Our research interest is to understand how genetic variation influences skeletal muscle function and metabolism. We have conducted an eQTL screen (WGS and RNAseq) in undifferentiated myoblasts, myotubes and muscle biopsies from the MSAT study. This will help in identifying regulatory eQTLs and differences in transcription factor expression, miRNA expression and other possible underlying molecular signatures to describe the mechanism behind that particular eQTL. Moreover, miRNAs involved in meat traits will be tested for their role in human muscle insulin resistance. Eventually, these will help finding a therapeutics for alleviating insulin resistance, thereby, helping type 2 diabetes individuals.

Background

Qualified with a PhD in skeletal muscle physiology and molecular biology, MSc in Biochemistry and BSc in Biosciences, and over seven years’ experience in molecular biology fields including myogenesis, muscle growth, repair and regeneration.

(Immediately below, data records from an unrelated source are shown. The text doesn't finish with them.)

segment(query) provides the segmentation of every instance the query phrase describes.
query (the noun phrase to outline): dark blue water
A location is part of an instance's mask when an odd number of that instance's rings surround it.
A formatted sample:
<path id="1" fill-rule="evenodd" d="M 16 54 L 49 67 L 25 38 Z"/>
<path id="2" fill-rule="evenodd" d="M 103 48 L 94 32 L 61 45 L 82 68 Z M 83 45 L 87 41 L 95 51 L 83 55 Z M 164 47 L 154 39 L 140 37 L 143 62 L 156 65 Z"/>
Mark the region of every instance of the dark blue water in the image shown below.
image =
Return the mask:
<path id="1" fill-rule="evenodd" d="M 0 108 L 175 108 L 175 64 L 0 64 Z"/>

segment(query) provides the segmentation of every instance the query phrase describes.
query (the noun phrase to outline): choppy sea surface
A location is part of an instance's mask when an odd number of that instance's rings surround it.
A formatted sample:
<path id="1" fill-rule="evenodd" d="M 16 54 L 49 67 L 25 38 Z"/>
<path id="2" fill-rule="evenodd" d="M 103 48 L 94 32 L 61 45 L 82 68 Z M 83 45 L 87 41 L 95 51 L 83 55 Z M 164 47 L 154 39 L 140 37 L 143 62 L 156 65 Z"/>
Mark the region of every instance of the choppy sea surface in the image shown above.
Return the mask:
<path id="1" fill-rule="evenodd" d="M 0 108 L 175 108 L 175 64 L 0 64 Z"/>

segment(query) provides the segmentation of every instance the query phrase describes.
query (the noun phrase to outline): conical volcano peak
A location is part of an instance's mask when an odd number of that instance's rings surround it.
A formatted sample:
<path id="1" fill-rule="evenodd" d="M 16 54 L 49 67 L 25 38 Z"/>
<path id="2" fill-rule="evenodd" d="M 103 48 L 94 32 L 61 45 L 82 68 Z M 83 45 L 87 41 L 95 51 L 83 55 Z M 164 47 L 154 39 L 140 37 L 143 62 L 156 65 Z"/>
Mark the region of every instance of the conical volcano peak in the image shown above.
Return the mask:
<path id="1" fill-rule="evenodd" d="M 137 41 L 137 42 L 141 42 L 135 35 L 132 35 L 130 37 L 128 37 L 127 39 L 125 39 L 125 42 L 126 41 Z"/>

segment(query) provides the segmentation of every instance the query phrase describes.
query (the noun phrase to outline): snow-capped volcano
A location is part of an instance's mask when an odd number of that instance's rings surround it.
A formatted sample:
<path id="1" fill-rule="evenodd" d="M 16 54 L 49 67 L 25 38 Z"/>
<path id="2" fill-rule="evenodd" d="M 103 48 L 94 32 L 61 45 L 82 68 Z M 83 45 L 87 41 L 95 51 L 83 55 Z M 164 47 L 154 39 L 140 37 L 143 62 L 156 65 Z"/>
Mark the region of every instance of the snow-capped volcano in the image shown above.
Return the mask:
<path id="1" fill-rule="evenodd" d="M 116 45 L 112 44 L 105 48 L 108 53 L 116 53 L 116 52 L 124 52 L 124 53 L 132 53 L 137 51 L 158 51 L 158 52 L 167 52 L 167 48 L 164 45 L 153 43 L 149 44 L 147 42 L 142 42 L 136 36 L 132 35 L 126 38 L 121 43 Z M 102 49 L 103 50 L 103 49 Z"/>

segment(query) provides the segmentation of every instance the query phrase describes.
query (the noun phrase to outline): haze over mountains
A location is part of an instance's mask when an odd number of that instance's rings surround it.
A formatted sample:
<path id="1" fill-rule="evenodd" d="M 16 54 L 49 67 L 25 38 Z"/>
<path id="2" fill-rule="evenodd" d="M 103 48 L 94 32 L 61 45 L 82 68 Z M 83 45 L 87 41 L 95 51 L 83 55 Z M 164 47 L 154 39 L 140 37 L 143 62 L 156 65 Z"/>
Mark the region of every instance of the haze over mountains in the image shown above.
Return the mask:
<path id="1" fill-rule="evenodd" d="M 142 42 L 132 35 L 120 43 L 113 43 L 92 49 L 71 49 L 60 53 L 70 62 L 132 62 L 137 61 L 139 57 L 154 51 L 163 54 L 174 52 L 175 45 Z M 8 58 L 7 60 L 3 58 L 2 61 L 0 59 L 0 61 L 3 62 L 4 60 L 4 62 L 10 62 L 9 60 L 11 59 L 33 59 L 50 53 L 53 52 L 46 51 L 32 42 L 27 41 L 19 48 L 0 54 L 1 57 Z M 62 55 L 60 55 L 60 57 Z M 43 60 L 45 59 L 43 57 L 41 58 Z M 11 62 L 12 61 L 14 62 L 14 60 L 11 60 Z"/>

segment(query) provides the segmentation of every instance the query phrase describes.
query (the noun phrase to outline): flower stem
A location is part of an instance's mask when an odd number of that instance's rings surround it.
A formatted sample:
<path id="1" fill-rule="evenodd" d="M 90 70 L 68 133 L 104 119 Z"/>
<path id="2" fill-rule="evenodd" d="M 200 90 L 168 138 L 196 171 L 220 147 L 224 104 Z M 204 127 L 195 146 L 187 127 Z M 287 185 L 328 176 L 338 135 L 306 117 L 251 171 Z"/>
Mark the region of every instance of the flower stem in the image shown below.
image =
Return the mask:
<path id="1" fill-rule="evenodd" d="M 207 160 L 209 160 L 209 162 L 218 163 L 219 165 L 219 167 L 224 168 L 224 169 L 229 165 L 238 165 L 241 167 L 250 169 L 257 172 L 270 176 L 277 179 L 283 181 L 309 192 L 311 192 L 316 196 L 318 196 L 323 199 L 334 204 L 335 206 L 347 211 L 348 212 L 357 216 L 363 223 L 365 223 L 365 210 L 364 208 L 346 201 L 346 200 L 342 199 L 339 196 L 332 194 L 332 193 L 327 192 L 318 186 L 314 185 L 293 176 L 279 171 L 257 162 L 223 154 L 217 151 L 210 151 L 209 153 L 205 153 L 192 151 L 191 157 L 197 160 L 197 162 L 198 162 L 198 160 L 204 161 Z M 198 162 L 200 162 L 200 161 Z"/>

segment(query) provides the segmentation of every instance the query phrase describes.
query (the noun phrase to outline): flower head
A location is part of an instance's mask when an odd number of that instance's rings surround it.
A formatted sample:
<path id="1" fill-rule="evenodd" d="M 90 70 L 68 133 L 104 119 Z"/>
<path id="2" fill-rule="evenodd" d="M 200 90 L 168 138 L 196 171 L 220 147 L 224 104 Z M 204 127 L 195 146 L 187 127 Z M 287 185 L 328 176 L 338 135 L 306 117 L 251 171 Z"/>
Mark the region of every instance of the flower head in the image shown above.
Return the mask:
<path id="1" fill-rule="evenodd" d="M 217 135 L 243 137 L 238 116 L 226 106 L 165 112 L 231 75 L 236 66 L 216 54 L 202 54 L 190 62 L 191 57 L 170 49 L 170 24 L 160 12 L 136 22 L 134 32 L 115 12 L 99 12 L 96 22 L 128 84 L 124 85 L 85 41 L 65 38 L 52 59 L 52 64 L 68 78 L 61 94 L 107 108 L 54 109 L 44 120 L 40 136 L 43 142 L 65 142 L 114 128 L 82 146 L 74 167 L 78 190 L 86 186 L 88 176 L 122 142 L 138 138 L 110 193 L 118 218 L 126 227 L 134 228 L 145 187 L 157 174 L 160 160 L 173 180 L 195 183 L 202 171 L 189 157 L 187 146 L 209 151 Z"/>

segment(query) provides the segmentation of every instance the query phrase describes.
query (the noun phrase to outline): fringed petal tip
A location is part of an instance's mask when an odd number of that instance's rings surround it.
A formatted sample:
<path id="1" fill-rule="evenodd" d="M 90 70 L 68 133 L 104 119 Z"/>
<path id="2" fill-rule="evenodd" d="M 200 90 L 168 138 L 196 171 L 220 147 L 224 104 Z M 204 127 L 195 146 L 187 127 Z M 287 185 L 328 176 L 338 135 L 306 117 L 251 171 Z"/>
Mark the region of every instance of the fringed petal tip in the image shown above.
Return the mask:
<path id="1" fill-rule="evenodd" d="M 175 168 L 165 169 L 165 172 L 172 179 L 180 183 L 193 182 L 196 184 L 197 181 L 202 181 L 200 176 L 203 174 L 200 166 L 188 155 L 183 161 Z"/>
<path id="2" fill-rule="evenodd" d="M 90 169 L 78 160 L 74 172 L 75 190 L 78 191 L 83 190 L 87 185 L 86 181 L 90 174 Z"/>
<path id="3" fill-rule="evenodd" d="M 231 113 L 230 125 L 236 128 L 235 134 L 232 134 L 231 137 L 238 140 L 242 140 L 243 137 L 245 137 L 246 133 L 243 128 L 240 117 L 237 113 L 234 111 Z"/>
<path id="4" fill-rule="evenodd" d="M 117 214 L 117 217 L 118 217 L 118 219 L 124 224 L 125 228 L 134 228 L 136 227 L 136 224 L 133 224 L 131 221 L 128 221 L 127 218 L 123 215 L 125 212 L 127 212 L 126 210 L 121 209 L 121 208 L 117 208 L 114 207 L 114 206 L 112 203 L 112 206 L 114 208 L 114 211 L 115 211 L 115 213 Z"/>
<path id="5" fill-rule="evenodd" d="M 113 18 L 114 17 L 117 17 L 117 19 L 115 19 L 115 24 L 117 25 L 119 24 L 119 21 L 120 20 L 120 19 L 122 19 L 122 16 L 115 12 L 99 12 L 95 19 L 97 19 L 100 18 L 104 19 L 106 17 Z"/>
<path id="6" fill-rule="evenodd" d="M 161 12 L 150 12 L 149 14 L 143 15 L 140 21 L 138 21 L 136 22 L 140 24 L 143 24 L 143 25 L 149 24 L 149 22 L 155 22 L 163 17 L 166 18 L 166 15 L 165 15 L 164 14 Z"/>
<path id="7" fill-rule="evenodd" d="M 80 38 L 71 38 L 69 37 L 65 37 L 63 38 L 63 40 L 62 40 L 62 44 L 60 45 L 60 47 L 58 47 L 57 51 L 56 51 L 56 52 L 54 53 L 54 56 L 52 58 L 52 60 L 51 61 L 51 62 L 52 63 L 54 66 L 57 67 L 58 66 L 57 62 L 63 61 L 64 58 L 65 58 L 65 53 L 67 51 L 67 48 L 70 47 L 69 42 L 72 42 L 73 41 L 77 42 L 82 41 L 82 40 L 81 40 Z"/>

During my period as a research assistant at Yeungnam University, I investigated the role of Transthyretin (TTR), a carrier protein of Thyroxine (T4) in blood and retinol binding protein in CSF, in myogenesis and confirmed that TTR is highly expressed during differentiation of bovine primary muscle cells and its knockdown resulted in decreased myotube formation in addition to downregulation of mRNA and protein levels of myogenic genes. In my PhD studies, I examined the role and regulation of NDRG2, a stress responsive gene, in skeletal muscle cells and tissues. My projects looked at identifying novel regulators of NDRG2 using predicted miRNAs targeting the 3’UTR in myotubes and understanding NDRG2’s role in skeletal muscle hypertrophy and atrophy in vivo by overexpression studies following intramuscular injection, using AAVs, into TA muscle of mice. Furthermore, the impact of increased NDRG2 levels during fasting and formoterol-induced hypertrophy in skeletal muscle was investigated. In addition, I also examined the protective effect of NDRG2 overexpression against oxidative and ER stress in skeletal muscle of SOD1G93A mice, a mouse model of motor neuron disease, ALS. Interested in to finding therapeutic targets for diabetic muscle with insulin resistance from interesting small molecules, miRNAs. During postdoc at Leibniz Institute for Farm Animal biology in Germany, I identified (through microarray screen) miRNAs and their target genes involved in differential intramuscular fat accumulation in bovine muscle.